But in baseball... there is only the moment. When the pitch is on the way... when the ball is coming toward our position... when you see the runner shouting to you with his charging feet "I don't think you've got the arm to make this play, bud...".. When the game is on the line and victory or defeat will be decided in the next third of a second by What You Do Next.

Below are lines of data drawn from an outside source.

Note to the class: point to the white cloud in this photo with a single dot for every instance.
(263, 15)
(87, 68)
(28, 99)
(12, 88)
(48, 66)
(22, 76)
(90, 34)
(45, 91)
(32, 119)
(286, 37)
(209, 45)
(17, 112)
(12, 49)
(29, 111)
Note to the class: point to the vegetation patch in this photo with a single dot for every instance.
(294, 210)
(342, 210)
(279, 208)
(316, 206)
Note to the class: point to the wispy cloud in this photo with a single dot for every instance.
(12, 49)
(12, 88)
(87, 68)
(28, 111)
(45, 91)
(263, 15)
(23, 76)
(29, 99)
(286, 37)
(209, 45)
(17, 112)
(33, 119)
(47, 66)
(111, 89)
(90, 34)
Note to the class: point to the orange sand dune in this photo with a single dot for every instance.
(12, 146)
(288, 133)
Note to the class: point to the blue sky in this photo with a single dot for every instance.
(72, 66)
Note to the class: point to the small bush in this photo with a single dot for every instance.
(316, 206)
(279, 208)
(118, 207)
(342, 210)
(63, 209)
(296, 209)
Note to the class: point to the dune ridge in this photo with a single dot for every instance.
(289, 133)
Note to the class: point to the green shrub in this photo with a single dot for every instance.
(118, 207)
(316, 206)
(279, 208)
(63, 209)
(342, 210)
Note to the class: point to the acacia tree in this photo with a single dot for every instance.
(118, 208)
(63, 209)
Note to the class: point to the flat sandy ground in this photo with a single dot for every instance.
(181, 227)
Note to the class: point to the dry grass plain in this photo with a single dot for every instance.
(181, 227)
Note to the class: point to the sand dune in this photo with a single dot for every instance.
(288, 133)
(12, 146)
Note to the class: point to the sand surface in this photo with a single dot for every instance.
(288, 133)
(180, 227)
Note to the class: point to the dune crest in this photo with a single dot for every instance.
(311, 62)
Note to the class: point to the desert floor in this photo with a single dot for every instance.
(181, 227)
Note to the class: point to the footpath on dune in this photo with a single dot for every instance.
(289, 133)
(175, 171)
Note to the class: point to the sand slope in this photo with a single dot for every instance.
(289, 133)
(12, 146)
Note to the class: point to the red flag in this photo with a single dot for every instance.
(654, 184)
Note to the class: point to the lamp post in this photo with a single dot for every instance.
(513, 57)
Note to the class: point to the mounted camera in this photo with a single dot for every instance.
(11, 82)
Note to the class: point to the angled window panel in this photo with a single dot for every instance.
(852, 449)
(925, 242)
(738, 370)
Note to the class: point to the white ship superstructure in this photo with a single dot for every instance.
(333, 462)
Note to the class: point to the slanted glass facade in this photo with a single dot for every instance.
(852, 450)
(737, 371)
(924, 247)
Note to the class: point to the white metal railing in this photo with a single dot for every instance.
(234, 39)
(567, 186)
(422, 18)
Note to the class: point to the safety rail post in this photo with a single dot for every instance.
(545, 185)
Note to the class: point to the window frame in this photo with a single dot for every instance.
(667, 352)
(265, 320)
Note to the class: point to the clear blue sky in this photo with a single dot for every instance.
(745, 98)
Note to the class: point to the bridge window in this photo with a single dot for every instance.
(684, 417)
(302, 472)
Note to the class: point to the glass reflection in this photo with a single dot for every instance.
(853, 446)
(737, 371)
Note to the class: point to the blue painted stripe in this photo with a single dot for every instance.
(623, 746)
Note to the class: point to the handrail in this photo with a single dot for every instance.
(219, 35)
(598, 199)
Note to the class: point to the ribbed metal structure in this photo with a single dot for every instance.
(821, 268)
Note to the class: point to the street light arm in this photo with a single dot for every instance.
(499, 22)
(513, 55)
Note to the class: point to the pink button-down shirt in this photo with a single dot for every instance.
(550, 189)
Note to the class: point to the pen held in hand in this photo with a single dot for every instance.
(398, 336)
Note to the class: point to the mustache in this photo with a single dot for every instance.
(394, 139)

Later in the evening I led my 7-year old team through its first full workout of the year. The pitching machine was set up, we hit a lot of batting practice, we worked on some very basic defensive concepts, we ran the bases a lot. Practice ended and I was breaking down the pitching machine to store in the storage shed at the park, picking up the bases and collecting my gear. Most families had already left, but one dad was lingering back to help me straighten up. He laughed that I seemed so involved with baseball, and wondered how in the world I found the time to be so involved.

"You make time for the things that matter."

He at first thought I was talking just about my kids—that they are what matters and for which I make time. I explained that surely that was a big part of it, but that I also mean that baseball itself is important, as much for what the game teaches us about frustration and heartache and disappointment as for what it reinforces about pride and joy and contentment. Because at the end of the day, what matters most is what you do when things don't magically fall your way, when the gods themselves seem to conspire to throw obstacles in your path, when you can't buy a strike and every ball you hit seems pre-ordained to find a glove.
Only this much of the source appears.